Millionaires, celebrities and royals from all over the world have traveled to Norway for years, to fish for wild salmon along the country’s scenic rivers. Now the annual catch has sunk to a new low, worrying locals and nature lovers in addition affluent sport fishing fans.
“This is dramatic,” claims Torfinn Evensen, secretary general of Norske Lakseelver, which represents 123 groups that manage rivers known for their wild salmon. Evensen told Norwegian Broadcasting (NRK) this week that the record-low levels of salmon in the rivers is “a concrete example of the nature crisis we’re caught in.”
New statistics show a steep decline in Norway’s wild salmon catch from 2022 to 2023. A total of 70,593 salmon were caught last year, with around 19,000 returned to the river to help preserve the species. The catch in 2023 compares to 97,678 in 2022. That reflects a year-to-year decline of nearly 30 percent.
“It’s a desperate situation for everyone who cares about Norwegian nature,” Evensen told NRK. He doesn’t hesitate to put the blame squarely on the commercial and controversial fish-farming industry, because of the infectious disease it can spread to wild stocks.
“A unified research community points to the fish-farming industry (called oppdrett in Norwegian) as posing the greatest threat to wild salmon,” Evensen said.
He wants to see the number of fish-farming facilities set up in fjords and along the coast greatly reduced. “The most important thing is to gain control over lakselus (salmon lice that can lash on to farmed fish),” Evensen, and over the numbers of farmed salmon that escape from their nets in the fjord (called merder).
“If we’re to rescue wild salmon for the future,” he added, “the number of fish farms in open production facilities must be reduced dramatically.”
Wild salmon is now under such a threat that several rivers have been closed to sports fishing. The threat has been highest in popular rivers including the Jølstra and Lærdalselvea, and researchers like Torbjørn Forseth at the Norwegian Institute for Nature Research (NINA) have been worried for a long time.

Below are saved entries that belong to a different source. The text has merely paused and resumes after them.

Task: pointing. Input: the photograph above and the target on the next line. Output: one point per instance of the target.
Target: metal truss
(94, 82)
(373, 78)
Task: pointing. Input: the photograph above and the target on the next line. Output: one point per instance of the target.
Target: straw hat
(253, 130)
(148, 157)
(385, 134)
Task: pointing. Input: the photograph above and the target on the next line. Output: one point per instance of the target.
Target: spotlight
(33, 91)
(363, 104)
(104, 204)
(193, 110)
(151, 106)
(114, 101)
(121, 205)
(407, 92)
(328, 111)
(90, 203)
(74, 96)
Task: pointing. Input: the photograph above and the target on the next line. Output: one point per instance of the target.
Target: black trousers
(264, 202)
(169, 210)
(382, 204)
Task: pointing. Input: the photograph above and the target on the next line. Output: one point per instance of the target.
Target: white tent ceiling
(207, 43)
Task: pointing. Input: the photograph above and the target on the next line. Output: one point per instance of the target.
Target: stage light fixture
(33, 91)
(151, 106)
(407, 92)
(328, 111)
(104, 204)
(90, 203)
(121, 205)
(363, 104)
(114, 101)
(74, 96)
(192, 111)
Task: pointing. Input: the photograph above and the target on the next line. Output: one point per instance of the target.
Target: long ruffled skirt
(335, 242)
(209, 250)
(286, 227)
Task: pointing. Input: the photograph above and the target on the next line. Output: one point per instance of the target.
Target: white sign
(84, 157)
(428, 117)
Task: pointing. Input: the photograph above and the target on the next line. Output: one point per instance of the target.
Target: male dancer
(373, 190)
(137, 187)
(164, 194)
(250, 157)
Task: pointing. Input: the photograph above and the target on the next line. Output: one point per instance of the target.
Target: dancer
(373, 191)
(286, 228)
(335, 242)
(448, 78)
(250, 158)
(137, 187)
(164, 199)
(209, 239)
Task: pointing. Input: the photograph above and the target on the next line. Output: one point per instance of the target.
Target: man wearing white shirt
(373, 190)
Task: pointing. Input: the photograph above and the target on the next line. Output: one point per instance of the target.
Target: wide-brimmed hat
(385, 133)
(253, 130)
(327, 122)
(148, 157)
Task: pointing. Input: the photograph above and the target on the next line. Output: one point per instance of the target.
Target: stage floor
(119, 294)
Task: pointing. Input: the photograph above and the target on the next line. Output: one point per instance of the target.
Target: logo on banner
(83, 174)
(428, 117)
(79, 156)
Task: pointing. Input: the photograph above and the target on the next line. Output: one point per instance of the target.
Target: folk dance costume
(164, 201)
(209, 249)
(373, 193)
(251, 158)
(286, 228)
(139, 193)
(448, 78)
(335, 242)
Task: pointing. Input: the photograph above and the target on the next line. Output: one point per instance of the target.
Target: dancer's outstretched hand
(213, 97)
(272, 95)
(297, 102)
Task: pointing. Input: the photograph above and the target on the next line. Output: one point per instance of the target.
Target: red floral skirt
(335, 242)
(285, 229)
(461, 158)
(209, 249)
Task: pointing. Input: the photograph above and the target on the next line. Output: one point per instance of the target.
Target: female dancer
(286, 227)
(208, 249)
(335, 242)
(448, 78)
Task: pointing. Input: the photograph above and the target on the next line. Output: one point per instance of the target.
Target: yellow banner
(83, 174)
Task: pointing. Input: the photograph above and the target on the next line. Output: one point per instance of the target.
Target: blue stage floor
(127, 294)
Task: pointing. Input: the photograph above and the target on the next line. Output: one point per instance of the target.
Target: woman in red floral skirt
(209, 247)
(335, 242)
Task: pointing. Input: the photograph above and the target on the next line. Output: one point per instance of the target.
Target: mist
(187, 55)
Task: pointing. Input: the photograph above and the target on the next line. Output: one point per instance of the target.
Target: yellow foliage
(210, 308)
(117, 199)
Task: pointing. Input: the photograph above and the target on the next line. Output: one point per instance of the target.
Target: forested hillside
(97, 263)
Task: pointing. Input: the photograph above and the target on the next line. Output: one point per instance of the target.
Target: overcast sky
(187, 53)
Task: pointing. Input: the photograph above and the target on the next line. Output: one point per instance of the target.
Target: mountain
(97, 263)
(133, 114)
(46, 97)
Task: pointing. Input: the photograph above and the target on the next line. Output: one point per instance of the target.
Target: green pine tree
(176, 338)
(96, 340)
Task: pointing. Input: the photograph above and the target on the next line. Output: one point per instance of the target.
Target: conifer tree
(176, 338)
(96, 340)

He also points to tougher survival conditions in open sea that can be blamed on climate change. “In Norway, salmon lice is the dominating factor,” he told NRK. “It take the life of lots of salmon on their way out to sea, especially in Vestlandet (Western Norway),” along with other diseases that spring up at fish farms and can quickly spread. “That can also infect wild salmon.”
Norwegian salmon producers, already under pressure over a string of alleged violations in recent years, firmly deny they’re to blame for the demise of Norway’s wild salmon. “More than 95 percent of all wild salmon die in the sea,” claimed Henrik Wiedswang Horjen, communications chief for the fish-farmers’ organization Sjømat Norge, in a written comment to NRK. “Nor is there any connection between the calculated lice outbreaks and the wild salmon that return to the rivers the next year.”

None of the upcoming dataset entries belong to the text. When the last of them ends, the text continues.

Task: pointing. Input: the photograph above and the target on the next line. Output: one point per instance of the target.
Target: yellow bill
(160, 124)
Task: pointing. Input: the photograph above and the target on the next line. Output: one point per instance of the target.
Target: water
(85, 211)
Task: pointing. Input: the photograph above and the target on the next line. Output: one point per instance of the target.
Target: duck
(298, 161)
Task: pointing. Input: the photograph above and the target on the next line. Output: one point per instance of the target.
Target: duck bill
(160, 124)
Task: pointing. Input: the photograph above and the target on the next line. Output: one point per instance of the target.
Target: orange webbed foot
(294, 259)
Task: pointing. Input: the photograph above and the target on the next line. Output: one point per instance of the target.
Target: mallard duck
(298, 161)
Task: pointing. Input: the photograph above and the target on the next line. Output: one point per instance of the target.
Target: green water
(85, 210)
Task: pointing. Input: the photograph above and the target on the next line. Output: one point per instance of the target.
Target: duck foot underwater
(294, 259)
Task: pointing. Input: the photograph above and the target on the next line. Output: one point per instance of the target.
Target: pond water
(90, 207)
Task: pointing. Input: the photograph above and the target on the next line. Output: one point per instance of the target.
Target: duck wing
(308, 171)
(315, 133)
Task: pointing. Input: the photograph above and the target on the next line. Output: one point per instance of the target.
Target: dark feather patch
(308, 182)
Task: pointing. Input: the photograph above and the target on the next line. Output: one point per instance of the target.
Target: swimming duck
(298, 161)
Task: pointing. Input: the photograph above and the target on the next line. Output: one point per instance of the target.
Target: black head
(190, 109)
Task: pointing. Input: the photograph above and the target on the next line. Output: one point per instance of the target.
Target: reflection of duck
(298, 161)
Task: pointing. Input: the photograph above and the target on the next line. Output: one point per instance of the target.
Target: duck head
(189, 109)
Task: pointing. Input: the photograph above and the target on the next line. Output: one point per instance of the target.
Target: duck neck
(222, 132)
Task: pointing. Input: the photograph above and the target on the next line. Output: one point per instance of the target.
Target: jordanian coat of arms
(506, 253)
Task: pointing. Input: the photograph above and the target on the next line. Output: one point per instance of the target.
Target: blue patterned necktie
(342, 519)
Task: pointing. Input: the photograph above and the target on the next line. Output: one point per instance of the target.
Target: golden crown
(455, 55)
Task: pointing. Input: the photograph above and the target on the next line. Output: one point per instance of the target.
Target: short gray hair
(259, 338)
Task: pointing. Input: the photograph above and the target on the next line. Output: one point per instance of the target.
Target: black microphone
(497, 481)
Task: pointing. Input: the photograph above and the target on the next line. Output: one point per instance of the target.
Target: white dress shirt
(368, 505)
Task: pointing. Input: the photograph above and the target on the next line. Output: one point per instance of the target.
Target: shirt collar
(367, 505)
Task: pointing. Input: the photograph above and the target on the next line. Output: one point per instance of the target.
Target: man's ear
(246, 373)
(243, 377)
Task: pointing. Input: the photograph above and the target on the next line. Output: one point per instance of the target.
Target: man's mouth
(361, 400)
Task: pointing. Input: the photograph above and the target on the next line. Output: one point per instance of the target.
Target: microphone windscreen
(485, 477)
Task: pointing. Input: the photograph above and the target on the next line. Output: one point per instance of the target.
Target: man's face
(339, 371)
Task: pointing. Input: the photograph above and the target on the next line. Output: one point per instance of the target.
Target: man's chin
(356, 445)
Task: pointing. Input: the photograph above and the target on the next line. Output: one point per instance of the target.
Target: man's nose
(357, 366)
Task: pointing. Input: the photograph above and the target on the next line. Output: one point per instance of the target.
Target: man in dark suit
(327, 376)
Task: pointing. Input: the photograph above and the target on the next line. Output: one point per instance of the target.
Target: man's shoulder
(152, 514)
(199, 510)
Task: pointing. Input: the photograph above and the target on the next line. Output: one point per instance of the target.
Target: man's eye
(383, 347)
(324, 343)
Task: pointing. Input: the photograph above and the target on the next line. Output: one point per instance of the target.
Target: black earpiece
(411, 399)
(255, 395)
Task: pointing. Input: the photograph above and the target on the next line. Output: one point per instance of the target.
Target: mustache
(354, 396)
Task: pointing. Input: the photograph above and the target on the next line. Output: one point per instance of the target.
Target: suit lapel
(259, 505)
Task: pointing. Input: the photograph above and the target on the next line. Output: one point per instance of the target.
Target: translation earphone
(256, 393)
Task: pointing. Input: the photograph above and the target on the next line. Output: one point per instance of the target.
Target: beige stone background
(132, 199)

Horjen claims his industry is also concerned about the disappearance of wild salmon, and is using great resources to control lice outbreaks.
There’s also been a sharp rise in the numbers of so-called pukkellaks, part of the foreign sockeye salmon family that’s increasingly showing up in Norwegian rivers. More than 110,000 pukkellaks were taken out of Norwegian rivers last year, passing the record set in 2021. They pose a threat to both the farmed Atlantic salmon and the wild salmon in Norway.

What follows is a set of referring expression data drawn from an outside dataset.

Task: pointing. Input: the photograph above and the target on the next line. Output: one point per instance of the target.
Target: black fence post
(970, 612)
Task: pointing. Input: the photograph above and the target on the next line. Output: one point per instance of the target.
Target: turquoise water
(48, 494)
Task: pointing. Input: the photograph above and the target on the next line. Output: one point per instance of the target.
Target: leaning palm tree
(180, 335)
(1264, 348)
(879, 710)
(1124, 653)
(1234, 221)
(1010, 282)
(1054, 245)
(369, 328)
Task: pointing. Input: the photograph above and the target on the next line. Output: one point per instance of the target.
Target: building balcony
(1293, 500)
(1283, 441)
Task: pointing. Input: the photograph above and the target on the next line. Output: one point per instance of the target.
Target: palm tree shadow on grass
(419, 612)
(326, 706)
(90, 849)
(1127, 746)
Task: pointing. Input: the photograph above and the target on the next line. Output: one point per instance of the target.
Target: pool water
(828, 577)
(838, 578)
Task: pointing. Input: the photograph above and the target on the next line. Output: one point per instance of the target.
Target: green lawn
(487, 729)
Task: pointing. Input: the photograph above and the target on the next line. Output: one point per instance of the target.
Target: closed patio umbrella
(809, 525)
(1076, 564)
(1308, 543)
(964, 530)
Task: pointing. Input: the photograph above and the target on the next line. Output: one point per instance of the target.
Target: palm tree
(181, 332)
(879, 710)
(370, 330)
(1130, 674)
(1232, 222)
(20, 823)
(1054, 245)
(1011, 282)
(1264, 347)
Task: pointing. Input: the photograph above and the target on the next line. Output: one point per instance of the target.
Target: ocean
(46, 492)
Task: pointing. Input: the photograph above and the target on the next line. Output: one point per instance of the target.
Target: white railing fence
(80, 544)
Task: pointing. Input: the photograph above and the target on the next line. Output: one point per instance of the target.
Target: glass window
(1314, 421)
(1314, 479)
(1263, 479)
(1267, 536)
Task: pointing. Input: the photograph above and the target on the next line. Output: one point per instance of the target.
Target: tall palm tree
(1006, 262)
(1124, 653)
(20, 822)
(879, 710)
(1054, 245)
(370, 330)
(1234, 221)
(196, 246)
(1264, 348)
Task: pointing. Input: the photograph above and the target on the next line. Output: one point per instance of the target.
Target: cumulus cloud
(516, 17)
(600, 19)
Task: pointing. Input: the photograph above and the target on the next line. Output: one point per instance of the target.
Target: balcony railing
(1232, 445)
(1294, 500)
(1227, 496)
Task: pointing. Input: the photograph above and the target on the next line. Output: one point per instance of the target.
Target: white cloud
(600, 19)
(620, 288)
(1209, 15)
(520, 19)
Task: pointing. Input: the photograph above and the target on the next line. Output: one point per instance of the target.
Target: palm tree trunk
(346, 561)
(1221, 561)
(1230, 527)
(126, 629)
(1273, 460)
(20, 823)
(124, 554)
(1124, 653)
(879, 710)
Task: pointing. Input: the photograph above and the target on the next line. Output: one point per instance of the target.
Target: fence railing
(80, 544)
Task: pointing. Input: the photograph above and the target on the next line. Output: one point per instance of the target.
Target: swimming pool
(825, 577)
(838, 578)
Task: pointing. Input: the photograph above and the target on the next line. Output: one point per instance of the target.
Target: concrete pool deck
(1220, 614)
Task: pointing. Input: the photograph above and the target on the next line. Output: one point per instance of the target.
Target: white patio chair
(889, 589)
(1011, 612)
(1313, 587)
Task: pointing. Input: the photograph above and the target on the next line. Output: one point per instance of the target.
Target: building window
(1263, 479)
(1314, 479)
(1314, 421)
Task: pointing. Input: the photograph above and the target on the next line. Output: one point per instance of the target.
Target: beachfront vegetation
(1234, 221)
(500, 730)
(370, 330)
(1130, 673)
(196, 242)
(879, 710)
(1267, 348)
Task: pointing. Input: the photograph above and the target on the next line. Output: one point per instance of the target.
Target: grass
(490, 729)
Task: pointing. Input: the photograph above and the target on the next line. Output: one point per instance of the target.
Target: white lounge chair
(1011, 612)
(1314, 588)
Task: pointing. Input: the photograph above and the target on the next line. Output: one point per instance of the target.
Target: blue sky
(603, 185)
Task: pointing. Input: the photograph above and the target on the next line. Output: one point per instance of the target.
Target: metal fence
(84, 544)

Signs of the decline in wild salmon started showing up early during last year’s summer fishing season that begins in June. By August, newspaper Dagens Næringsliv (DN) could report that most realized it would be the worst catch ever, also in the rivers Gaula, Namsen and Målselv.
DN reported on Tuesday that Norway’s fisheries directorate will now sharpen the rules for how salmon producers must count and report how many fish they’re placing in their merder. State officials need to know how many escape, in order to alert river managers and monitors, but they often don’t get the cooperation they need.
“Many (farms) report that none of their fish has escaped,” Britt Leikvoll of the directorate told DN, only to learn that they never counted how many were set out. That’s a “clear violation” of aquaculture regulations, she said, adding that salmon producers can expect much tougher demands for reporting accurate fish counts and losses.